Reggae Boyz must fight for Jamaica
Mr Sean Williams, our assistant sports editor, could not have said it any better: the climbing jet carrying Jamaica’s Reggae Boyz from Kingston to Panama yesterday morning was “symbolic of the soaring hopes of a nation”.
For, as Mr Williams so aptly put it in yesterday’s lead sport story, the Reggae Boyz will, when they meet Panama this evening, seek to conjure a miracle in their desire to reverse a spell of unfortunate results in their Brazil 2014 World Cup qualifying campaign, that leave them at the bottom of the six-nation play-offs with a measly two points from six matches.

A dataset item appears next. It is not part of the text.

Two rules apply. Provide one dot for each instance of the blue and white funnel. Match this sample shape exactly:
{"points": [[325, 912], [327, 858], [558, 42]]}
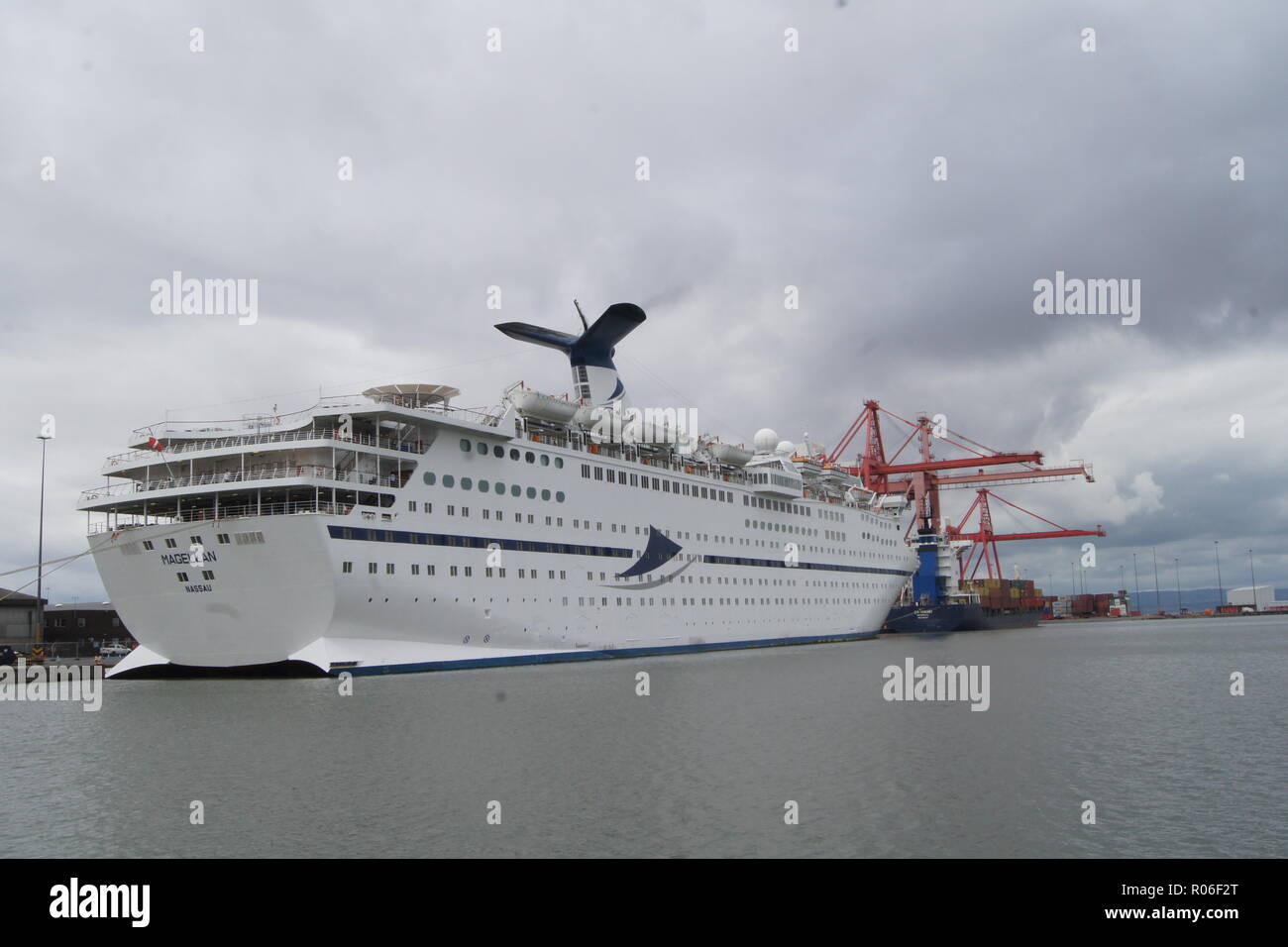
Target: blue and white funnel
{"points": [[593, 376]]}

It will be exceedingly difficult for the Boyz to qualify for the World Cup Finals without a win in Panama City this evening. But even as we acknowledge that fact, we hope that the team will end that game with a positive result.
As was the case earlier in the campaign, the Reggae Boyz will need to find the right chemistry, given the addition of new England-based players to the squad.
The self-belief that was evident among members of the team earlier this year after the loss to Costa Rica, cannot be allowed to wane, because that will contribute immensely to how they perform tonight.
“We are better than we are showing,” was the view expressed by Mr Marvin Elliot.
Mr Donovan Ricketts, the team captain, was convinced that the team has the ability to do much better. His assessment at the time was that they had things they needed to sort out “and get back on the right track”.
We hope that they have. We also expect that the team would have been inspired by new head coach, Mr Winfried Schafer, who earlier this week told journalists that the Reggae Boyz need to “go to Panama confident, with power”.
But it was coach Schafer’s associated comments in that interview that impressed us most: “I want players who have heart for Jamaica… if they don’t have heart, I don’t want them,” he said.
That, to us, sums up what is really required of the Reggae Boyz for the remainder of this qualifying period. For, without that heart, that burning zeal to win and see Jamaica through to the World Cup Finals, we would really just be mere participants in a competition that brings together the world’s best players.
So tonight, when the Reggae Boyz take the field, and indeed for the remainder of this qualifying phase, they must, as coach Schafer said, be a team, not 11 players, but a team that will fight for each other and, most important, for Jamaica.